Pro bono – from the fringes to the mainstream

Pro bono – from the fringes to the mainstream

Eilis Barry

Pro bono work has been “mainstreamed into the Irish legal culture” — but that was not the case until relatively recently, FLAC chief executive Eilis Barry points out.

When Ms Barry joined the legal charity FLAC in 2016, Éamonn Conlon SC, then a partner in A&L Goodbody LLP, had just begun trying to convince his firm to start doing pro bono work.

Within two years, ALG appointed a full-time pro bono associate, the first role of its kind anywhere in Ireland. Nowadays, many of Ireland’s biggest firms have full-time pro bono staff and even pro bono partners.

“What’s kind of unusual is that the firms tend to be very competitive — except for when it comes to pro bono,” Ms Barry tells ILN. “They’ve worked in a very collaborative way around developing a pro bono culture.”

This work is coming under the spotlight as Pro Bono Week begins in Ireland and across Europe, with a series of events taking place in Dublin and online to celebrate the critical role that lawyers play in supporting civil society and human rights organisations through pro bono work.

In 2020, the Public Interest Law Alliance (PILA), a project of FLAC, launched the Pro Bono Pledge, which invites barristers, law firms, individual solicitors and in-house legal teams to commit to providing pro bono services.

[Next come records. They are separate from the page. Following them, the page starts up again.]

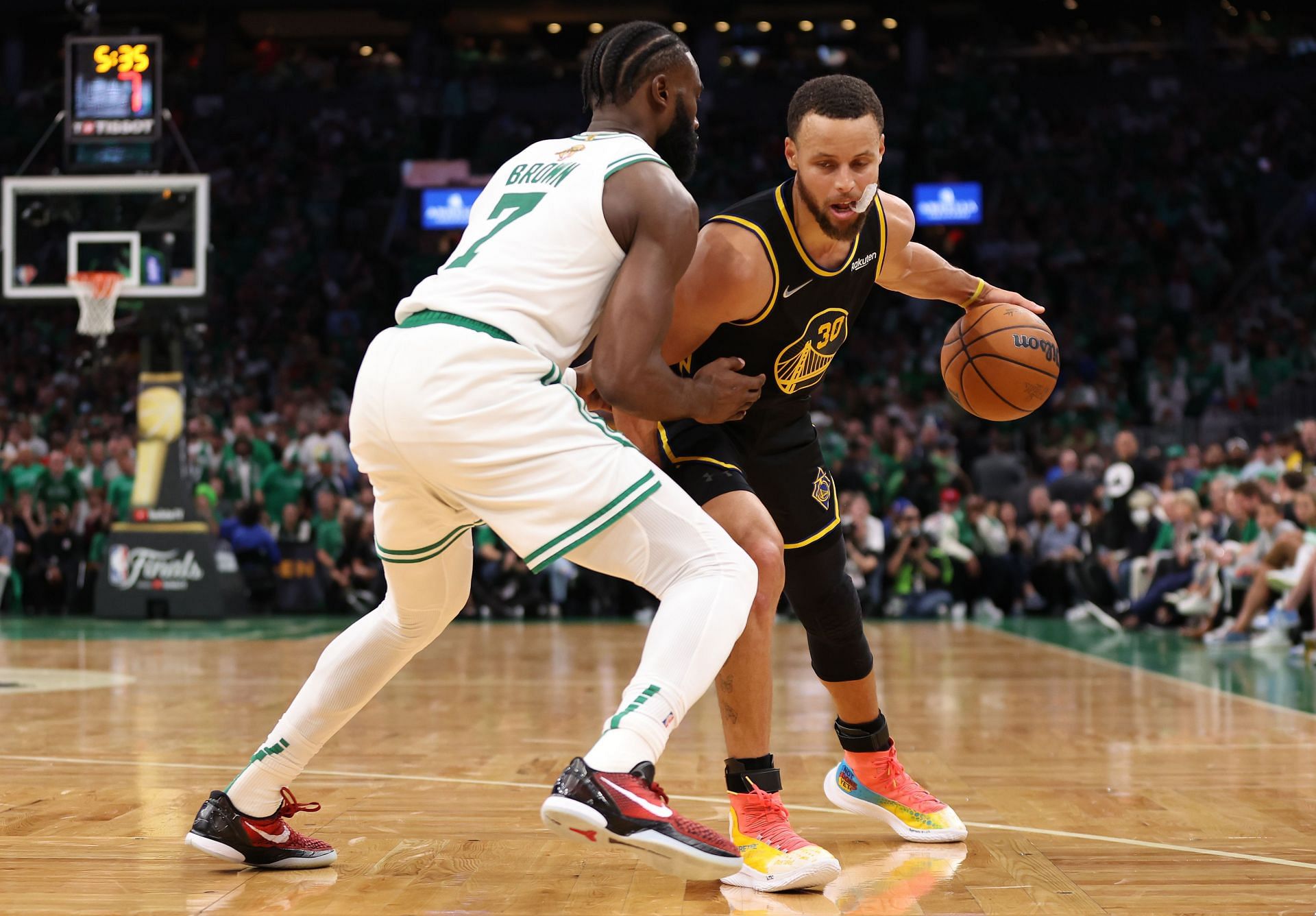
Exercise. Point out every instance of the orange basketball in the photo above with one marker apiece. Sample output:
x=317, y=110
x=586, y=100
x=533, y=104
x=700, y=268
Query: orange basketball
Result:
x=1001, y=362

“If you sign the pledge, you’re committing to provide 20 hours of pro bono work a year,” Ms Barry explains. “Now, you might go — that’s half a week’s work, that doesn’t sound like an awful lot!

“But if every lawyer in the country did it, that would really change the level and extent of legal assistance that is there for people who otherwise wouldn’t be able to get legal assistance.”

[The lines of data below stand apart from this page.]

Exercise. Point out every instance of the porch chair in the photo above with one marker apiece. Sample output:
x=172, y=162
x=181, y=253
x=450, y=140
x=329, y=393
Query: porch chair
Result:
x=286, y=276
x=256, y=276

Nearly a hundred lawyers have now signed the pledge, an impressive figure that leaves PILA in the central role of connecting NGOs with unmet legal aid with those lawyers willing to carry out pro bono work.

This ranges from one-off legal advice (“things that NGOs just wouldn’t have the fees to go and get legal advice on, but because the environment is getting more and more regulated, they do need legal advice on”) to longer-term projects, including law reform efforts and public-facing initiatives.

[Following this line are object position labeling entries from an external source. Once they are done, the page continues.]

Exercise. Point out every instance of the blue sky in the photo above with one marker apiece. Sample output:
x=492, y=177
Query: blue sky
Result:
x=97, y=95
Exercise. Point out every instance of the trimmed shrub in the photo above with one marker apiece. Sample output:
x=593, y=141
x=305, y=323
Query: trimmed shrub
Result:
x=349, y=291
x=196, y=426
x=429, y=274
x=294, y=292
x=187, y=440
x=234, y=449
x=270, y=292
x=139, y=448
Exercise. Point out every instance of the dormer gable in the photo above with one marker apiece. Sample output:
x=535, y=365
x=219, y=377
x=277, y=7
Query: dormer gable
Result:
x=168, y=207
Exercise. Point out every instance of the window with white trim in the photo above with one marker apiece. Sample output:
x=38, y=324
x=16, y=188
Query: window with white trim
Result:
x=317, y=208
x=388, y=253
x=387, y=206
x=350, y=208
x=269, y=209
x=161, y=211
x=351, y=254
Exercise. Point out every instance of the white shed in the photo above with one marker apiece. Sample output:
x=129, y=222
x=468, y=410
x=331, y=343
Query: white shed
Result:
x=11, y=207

“This is new, this is different and this is a positive thing,” Ms Barry enthusiastically sets out. “This is a really positive development because no matter how perfect a civil legal aid system you get, there will always be pockets of unmet need.”

One law firm, for example, is working with Mercy Law Resource Centre to train lawyers in the area of housing and homelessness and send them to the Simon Community’s homeless clinics to help identify and tackle legal issues. “It’s really proactive — they go to the client rather than the client coming to them,” she says.

Speaking to me on the eve of the local and European elections, she also recalls the case of Robbie Sinnott, who was assisted on a pro bono basis to bring a successful legal challenge to how the State accommodates voters with visual disabilities in order to protect their right to a secret ballot.

The Pro Bono Week events, Ms Barry hopes, will help make more lawyers and NGOs alike aware of the breadth of pro bono work that’s going on in Ireland.

“Part of what we’re trying to do is to encourage other lawyers to hear about the work and think ‘that’s kind of exciting, I’d really like to do that, that’s very different to my day job’ or even ‘I’d like to be involved in that as part of my day job’,” she says.

“We also want to encourage NGOs to find out that pro bono is not just about one-off advice — there are other kinds. You could get a piece of law reform drafted or work with a number of lawyers to work with a particular targeted vulnerable group.”

All Pro Bono Week events are open to legal professionals, law students, non-profits and other interested parties to attend. More information can be found on the PILA website.